This makes private bankers, particularly relationship managers with clients they have served for years, desirable. It is hard for an institution without a long history in private banking to expand without hiring them from other banks — the rule of thumb at one Swiss bank is that one manager can advise clients with a total of $1bn in assets.

Hence the unruly scene on the streets of Zurich and the poaching of bankers that is occurring around the world. Boris Collardi, who led the expansion of Julius Baer as chief executive, is now heading a hiring drive at Pictet, including the appointment of Tee Fong-Seng as head of wealth management in Asia.

But as banks offer millions to lure private bankers with desirable clients, they should consider a few things.

First, a relationship manager may not bring clients with them. The personal touch helps: private banks advise clients not only on investments but on sensitive matters such as family succession and trusts. But the expertise (and credit rating) of the bank also counts: “Assets are sticky and they take time to transfer. Sometimes they do not come at all,” one Swiss banker says.

The danger is that the hiring war will prove an expensive zero-sum game in which costs grow faster than revenues. McKinsey & Co, the consultancy, this week sounded a warning that profits fell by 8 per cent at private banks in western Europe last year, as rising costs squeezed their margins.

Second, private banking to the emerging class of ultra-wealthy in Asia is not free of risk. Under Mr Khan, Credit Suisse targeted Asia entrepreneurs with assets of about $500m, whose wealth tends to be tied up in their own companies, and who often want to borrow against these assets to buy houses in Mayfair or large yachts.

So far, banks that lend to wealthy clients have made money — one banker estimates that loan default rates have only been about 0.1 per cent. But those loans have yet to be tested in a global recession, with falling asset valuations. Only then will we discover how profitable the business really is.

Third, despite rivalry among private banks, their ultimate competitors are the clients themselves. Wealth managers pitch themselves as trusted advisers but the ultra-rich with more than $100m are different from you and me — many employ their own investment advisers and lawyers in family offices.

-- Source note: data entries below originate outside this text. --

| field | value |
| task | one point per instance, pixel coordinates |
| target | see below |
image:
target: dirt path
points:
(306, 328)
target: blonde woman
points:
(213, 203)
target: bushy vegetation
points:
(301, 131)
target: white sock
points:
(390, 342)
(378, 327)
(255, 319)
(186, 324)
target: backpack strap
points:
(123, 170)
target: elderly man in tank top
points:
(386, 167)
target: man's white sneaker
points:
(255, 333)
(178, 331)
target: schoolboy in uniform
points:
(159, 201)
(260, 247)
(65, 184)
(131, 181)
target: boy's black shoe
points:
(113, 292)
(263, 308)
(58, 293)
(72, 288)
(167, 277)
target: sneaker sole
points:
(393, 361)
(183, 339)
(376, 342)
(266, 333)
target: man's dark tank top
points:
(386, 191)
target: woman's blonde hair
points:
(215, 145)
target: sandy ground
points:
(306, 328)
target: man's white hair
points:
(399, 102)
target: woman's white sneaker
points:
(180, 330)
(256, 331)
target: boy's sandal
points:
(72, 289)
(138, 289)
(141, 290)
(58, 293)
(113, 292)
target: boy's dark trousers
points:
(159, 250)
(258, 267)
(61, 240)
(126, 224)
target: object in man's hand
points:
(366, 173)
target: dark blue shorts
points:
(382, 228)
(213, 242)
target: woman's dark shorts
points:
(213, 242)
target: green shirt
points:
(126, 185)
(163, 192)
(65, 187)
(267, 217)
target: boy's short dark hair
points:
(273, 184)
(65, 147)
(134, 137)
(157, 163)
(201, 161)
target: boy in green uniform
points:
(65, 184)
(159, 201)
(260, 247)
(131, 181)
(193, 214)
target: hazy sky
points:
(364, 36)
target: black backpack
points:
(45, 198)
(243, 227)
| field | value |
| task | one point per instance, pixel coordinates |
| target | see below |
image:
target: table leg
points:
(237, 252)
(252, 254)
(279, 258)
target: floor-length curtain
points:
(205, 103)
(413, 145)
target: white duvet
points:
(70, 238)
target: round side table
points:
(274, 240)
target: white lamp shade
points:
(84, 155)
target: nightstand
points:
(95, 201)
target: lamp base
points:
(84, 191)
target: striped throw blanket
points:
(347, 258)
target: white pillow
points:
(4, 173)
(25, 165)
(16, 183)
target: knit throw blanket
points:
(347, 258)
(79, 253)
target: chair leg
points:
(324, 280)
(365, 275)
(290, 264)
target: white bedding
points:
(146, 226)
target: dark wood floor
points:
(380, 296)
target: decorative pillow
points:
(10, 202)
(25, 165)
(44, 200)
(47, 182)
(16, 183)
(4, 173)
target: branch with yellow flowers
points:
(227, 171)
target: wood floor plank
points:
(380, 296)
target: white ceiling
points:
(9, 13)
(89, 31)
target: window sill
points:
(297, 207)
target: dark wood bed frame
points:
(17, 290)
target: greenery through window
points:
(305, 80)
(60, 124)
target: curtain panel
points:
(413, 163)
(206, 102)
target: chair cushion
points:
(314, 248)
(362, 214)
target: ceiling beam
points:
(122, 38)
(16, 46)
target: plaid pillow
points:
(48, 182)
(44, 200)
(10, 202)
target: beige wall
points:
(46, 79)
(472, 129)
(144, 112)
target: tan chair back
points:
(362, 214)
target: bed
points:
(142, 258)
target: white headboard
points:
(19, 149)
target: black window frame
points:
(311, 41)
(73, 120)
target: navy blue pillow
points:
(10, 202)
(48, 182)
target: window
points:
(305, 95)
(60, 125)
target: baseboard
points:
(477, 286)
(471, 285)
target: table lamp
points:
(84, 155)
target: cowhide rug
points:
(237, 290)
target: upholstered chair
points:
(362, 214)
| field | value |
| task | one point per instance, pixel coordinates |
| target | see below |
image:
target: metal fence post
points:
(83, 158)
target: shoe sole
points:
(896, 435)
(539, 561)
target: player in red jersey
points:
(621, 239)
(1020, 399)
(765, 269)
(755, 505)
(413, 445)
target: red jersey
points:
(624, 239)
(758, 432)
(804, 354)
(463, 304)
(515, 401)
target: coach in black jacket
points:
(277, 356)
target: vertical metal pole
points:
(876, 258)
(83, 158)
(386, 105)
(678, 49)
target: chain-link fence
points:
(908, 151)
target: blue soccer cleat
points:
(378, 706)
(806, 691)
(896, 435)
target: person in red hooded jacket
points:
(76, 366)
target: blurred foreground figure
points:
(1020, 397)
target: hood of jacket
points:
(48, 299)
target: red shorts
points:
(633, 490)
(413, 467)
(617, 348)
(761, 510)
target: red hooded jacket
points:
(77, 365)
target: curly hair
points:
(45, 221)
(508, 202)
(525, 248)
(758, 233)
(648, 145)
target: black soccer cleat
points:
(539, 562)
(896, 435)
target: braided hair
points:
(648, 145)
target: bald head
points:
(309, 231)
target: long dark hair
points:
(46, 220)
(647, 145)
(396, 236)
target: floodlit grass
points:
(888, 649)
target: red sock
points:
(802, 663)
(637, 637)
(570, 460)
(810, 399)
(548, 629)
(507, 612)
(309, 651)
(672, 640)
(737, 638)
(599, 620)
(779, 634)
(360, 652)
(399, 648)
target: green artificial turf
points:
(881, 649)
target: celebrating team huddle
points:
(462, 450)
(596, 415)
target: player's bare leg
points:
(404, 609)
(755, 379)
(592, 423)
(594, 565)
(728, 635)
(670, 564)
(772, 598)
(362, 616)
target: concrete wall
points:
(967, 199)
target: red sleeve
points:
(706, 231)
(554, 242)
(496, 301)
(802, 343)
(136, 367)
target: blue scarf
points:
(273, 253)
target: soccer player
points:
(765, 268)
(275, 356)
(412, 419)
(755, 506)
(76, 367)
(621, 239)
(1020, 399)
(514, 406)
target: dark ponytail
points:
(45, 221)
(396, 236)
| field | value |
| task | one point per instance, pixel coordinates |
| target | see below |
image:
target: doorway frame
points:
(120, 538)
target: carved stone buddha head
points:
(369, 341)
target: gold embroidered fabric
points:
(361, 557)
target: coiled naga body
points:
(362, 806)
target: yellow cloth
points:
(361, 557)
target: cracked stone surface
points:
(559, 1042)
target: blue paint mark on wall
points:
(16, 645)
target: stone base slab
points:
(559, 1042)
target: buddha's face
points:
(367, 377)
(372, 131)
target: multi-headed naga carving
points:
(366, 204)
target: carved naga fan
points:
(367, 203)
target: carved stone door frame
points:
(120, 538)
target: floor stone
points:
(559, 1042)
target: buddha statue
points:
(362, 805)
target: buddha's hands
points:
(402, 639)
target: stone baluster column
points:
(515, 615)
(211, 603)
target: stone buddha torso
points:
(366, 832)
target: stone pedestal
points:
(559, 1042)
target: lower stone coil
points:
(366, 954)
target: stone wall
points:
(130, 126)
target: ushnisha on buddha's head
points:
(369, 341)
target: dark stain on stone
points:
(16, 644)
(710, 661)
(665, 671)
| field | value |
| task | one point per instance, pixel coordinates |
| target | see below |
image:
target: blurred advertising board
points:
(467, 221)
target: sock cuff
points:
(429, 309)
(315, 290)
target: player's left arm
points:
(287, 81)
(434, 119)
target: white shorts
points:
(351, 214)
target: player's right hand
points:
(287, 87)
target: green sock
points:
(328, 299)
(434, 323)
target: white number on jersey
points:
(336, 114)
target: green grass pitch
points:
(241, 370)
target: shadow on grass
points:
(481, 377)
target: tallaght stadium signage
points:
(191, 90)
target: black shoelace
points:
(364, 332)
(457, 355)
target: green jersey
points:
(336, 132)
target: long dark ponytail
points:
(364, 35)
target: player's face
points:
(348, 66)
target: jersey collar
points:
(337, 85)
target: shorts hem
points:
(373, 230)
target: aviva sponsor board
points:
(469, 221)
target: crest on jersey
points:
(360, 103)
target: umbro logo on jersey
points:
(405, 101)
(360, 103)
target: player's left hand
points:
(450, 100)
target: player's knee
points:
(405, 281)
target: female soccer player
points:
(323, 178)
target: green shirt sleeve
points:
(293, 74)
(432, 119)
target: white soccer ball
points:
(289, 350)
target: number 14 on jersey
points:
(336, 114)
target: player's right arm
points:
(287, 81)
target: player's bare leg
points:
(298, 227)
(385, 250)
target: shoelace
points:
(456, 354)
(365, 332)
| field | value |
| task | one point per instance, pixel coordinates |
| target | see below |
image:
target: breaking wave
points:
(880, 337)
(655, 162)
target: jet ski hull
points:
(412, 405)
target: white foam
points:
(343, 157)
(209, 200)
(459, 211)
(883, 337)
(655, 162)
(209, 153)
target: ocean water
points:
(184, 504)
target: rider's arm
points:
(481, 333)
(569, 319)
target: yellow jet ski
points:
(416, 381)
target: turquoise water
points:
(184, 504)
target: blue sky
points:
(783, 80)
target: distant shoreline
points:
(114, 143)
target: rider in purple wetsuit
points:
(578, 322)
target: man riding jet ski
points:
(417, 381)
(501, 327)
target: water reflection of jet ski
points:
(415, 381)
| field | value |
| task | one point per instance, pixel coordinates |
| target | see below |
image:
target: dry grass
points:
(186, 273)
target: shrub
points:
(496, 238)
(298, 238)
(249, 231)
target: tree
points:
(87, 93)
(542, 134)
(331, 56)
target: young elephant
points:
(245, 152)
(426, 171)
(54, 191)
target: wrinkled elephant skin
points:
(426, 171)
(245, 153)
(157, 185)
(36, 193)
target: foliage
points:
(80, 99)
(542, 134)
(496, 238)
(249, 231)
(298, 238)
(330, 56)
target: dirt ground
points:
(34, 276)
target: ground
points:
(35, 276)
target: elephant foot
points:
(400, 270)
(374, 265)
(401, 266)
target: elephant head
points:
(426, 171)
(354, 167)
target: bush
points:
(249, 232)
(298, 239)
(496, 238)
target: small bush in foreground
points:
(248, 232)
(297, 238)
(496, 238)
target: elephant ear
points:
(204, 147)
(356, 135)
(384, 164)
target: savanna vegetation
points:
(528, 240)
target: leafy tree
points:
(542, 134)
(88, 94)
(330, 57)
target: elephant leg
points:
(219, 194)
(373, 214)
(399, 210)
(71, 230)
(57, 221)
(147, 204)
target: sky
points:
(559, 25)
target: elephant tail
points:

There are now more than 10,000 single family offices, according to the consultancy EY, and the number is rising as more of the merely rich band together in multifamily offices. When it happens, private bankers are often excluded from the inner circle, where the most profitable decisions are made, and must pitch for smaller bits of business.

It is not a mystery that the richer someone is, the harder the bargain he or she tends to strike. The days of millionaires depositing money with Swiss banks and only occasionally visiting Lake Geneva to catch up with their bankers are in the past. Billionaires do not hand over cash lightly.

Wealth management is still an attractive business, given the alternatives. But before they start following bankers around the streets of Zurich and Singapore, banks should realise what they are rushing into. In finance, one-way bets are rarely what they seem.